AOL Media Player Beta Goes Public

AOL has finally let loose its new media player beta to the general public. As first reported by BetaNews, AOL Media Player (AMP) runs independent of the company's client software and is one of many new efforts to expose AOL products and services to Web users outside its "walled garden" of subscribers.

AMP was previously slated to be a component of AOL's Fanfare suite, which has since been disbanded. Although AOL client tie-ins will remain, AMP is now a full-fledged application, complete with media library, video support and CD ripping to MPEG4 AAC or Microsoft's WMA formats.

Like iTunes and Winamp 5, AOL's other media player, AMP also features customizable smart playlists, integrated streaming audio from Radio@AOL, and audio CD burning.

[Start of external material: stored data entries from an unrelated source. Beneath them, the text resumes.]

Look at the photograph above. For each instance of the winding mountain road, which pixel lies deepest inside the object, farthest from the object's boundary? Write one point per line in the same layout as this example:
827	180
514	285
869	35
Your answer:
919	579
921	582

Despite the overlap, AOL says the new player is not meant to replace Winamp 5 - despite Winamp's development team dropping to just a few employees. AMP is targeted to more mainstream consumers, while Winamp users aren't likely to visit AOL's other Web properties, the company says.

BetaNews has learned that commerce integration will play a key role as AOL targets the mainstream Web. Taking a note from iTunes and Windows Media Player, future revisions of AMP are expected to include the ability to buy music from within the player.

The public release of AMP is the third beta, and includes some portable device support. Windows Media based devices do function with AMP, although AOL is still working on iPod support.

AOL Media Player Beta 3 is available for download via FileForum.